The Ghosts of Belfast, by Stuart Neville

That Stuart Neville has produced a moving, arresting, and troubling novel in The Ghosts of Belfast is notable. That this was his debut novel is amazing. Any number of writers would be happy to produce a work of this quality at the end of a long career.

Gerry Fegan is a former IRA hit man, legendary in his home city of Belfast. Since the Troubles died down, he’s been living a quiet life, drawing a salary (of which he spends little) for a government job which involves no duties. He actually spends most of his time drinking, because he needs to be drunk to sleep. His constant companions are twelve ghosts – people he murdered whose voices scream in his head. At last he realizes that they want something from him – they want him to kill the men who ordered their murders, as well as a couple of his accomplices. So he begins that business. The chapters in The Ghosts of Belfast are numbered in reverse, starting with Twelve, counting down as he carries out the ghosts’ commands and they vanish, one by one or in small groups.

At the funeral of his first victim he meets the victim’s sister, a pariah among the Irish Republicans because she married a Protestant, who has since abandoned her and her daughter. Gerry becomes their protector, gradually opening his heart as he touches, for the first time since childhood, the normal relationships of decent people. But his presence puts them in greater danger, and finally they all have to go on the run.
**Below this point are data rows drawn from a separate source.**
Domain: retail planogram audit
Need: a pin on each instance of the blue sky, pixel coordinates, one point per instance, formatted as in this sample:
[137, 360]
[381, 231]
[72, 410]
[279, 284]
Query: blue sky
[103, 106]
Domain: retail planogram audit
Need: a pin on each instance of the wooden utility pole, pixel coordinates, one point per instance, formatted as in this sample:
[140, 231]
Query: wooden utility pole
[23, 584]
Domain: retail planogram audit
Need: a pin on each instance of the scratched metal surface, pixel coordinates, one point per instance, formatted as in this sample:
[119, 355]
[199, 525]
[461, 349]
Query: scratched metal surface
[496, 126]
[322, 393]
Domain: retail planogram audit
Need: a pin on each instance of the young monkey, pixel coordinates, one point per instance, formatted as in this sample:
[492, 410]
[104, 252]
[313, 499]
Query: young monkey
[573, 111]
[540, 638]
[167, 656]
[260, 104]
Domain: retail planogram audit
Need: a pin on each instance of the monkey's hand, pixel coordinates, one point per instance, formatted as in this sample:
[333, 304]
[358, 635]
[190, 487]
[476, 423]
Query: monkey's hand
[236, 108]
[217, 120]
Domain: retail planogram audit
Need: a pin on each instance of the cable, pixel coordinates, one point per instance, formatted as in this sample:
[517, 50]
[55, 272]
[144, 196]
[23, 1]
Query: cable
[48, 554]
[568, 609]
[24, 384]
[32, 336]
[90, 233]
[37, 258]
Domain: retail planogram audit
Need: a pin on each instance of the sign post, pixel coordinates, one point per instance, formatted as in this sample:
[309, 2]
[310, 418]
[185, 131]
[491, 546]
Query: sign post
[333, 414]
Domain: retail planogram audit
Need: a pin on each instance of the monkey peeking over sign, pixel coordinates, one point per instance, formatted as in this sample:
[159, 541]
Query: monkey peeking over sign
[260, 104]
Can Gerry protect them while finishing his mission? Should he finish it at all?

The Ghosts of Belfast is more than a thriller, it’s an examination of the complicated tissue of alliances, betrayals, and self-interests that make Northern Irish society and politics so complicated, cynical, and dangerous. It’s worth noting that a professional killer carrying out a vendetta is the most admirable male character in the book. Yet there’s sweetness here too, a sensitive appreciation of life and goodness made more vivid by contrast.

Christianity doesn’t come off very well, if I understand what I read correctly, though there’s no polemicizing against it. At one point Gerry specifically rejects the idea that he needs forgiveness, thinking rather that he needs “something else,” which the reader is left to guess.

I found The Ghosts of Belfast utterly engrossing and deeply moving. Recommended for those who can handle strong meat. Cautions for language, violence, and adult themes.